Two days before hundreds of people would turn up for the June homebuying trolley tour of little-known Baltimore neighborhoods, Tracy Gosson had a problem.
She was the event's organizer, and she couldn't find enough homes that were for sale.
By the time she could pinpoint a suitable candidate for the west- side neighborhood tour, the house would already have a contract on it and be off the market.
This was a problem that was both inspiring and, as Gosson put it, "insane."
At one point, Gosson sat mock sobbing in front of a picture-perfect townhouse off Cold Spring Lane that had just gone under contract in days, and Pam Ruff, her consultant and comedic straight woman, consoled her, "Let it go, Tracy. Let it go. It's gone."

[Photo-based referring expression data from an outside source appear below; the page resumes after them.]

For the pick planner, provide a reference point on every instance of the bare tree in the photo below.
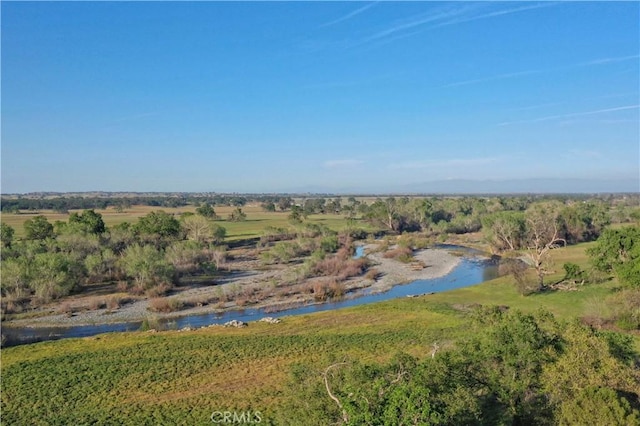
(542, 221)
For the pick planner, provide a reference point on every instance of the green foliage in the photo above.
(504, 230)
(268, 206)
(147, 266)
(207, 211)
(6, 234)
(514, 369)
(329, 244)
(237, 215)
(88, 222)
(595, 405)
(38, 228)
(52, 275)
(158, 223)
(573, 272)
(618, 251)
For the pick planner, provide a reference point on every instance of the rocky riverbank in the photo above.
(426, 264)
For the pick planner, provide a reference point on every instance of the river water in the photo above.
(470, 271)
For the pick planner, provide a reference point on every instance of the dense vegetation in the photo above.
(451, 358)
(149, 256)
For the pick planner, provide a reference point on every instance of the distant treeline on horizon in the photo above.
(63, 202)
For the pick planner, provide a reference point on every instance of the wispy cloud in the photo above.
(583, 153)
(135, 117)
(493, 78)
(441, 17)
(571, 115)
(609, 60)
(443, 163)
(462, 19)
(349, 15)
(341, 164)
(602, 61)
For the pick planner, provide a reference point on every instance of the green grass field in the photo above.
(182, 377)
(257, 219)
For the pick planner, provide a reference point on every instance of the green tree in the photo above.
(296, 215)
(504, 230)
(285, 203)
(147, 266)
(597, 406)
(159, 223)
(6, 234)
(618, 251)
(207, 211)
(88, 222)
(237, 215)
(268, 206)
(38, 228)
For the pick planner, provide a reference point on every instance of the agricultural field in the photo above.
(252, 227)
(175, 377)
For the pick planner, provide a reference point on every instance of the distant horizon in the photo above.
(447, 187)
(257, 97)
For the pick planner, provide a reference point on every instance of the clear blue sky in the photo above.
(297, 96)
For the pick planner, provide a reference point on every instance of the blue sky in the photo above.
(317, 96)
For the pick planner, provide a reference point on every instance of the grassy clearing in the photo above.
(257, 219)
(181, 378)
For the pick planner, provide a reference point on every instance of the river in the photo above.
(470, 271)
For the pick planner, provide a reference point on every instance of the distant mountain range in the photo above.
(452, 186)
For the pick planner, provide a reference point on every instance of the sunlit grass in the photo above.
(181, 377)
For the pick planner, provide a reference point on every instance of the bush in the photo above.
(573, 272)
(518, 270)
(165, 305)
(402, 254)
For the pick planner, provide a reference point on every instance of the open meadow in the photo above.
(257, 219)
(176, 377)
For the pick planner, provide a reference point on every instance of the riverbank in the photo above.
(427, 264)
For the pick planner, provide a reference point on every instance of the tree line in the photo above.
(146, 257)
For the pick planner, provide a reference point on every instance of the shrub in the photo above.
(573, 272)
(372, 274)
(402, 254)
(165, 305)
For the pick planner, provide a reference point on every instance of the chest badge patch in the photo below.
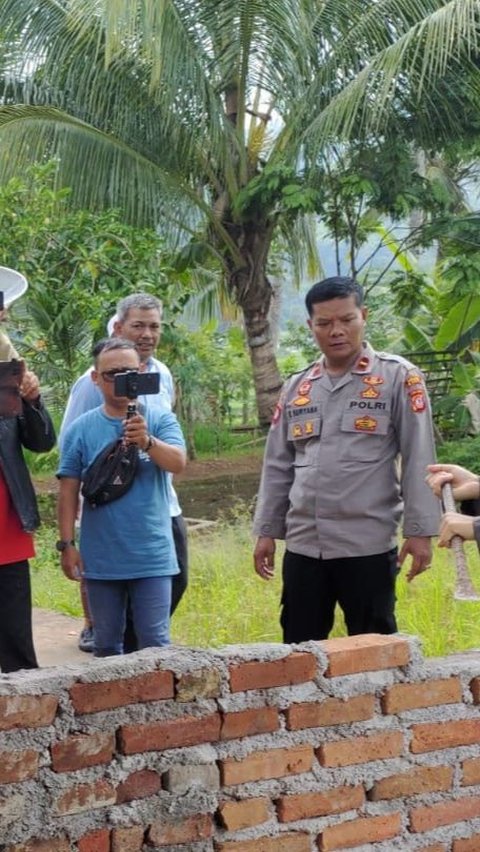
(417, 401)
(304, 388)
(373, 380)
(413, 379)
(315, 372)
(276, 414)
(363, 363)
(365, 424)
(370, 393)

After three years as executive director of the Live Baltimore Marketing Center, Gosson has only herself to blame for her success. In those three years, during which this city has gone from a "why-would-you-live-in-the-city?" attitude to a hotbed of home sales, Live Baltimore has made itself essential.
A nonprofit organization formed to champion city living, Live Baltimore has long since left the cheerleading squad and joined the players. At its birth, it was a small office of one employee - Gosson - with a budget of $125,000.

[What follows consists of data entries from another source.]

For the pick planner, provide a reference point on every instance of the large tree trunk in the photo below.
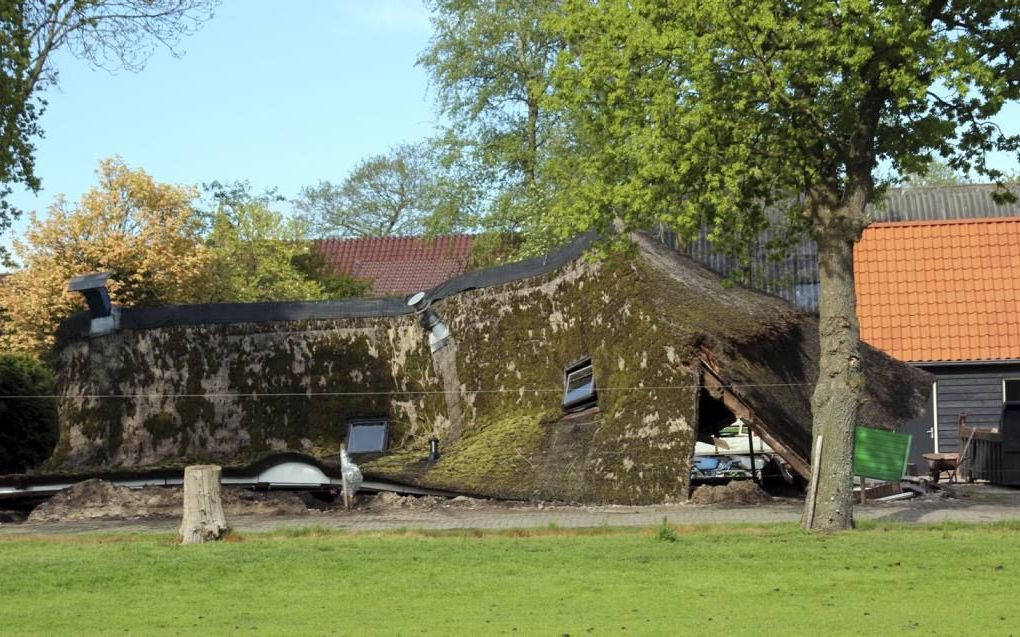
(203, 511)
(837, 392)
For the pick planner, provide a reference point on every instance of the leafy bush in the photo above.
(28, 424)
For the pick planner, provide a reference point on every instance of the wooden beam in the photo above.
(714, 385)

Today, Live Baltimore has grown to four full-time employees, four consultants and a $625,000 budget. And now it's time for Live Baltimore to break off on its own.
The rise of Live Baltimore in the city's real estate market was no accident, no riding the prevailing housing boom for this little nonprofit.
Rather, the small office on Saratoga Street was thrust into a leading role by the willpower of Tracy Gosson. The woman who felt comfortable enough to rent a jackhammer to dig a trench in front of her house wields a bullhorn before a crowded trolley tour with equal aplomb.
"There's truly a passion in what she does; she has affection for the city," said David Elam, the regional vice president for housing and community development at the Fannie Mae Corp. who previously served as the director of Baltimore's Partnership Office.
Elam's Baltimore successor, Frank Coakley, also has worked with Gosson.
"I use the word dynamo," Coakley said. "She doesn't have an off switch."
For Gosson, 34, her work, where 12-hour days are routine, derives from her own discovery of Baltimore six years ago as a first-time homebuyer.
Her experience restoring a home in Butcher's Hill, conquering daunting do-it-yourself tasks and bonding with neighbors facing the same challenge, formed her conviction that many people are missing out on the good life.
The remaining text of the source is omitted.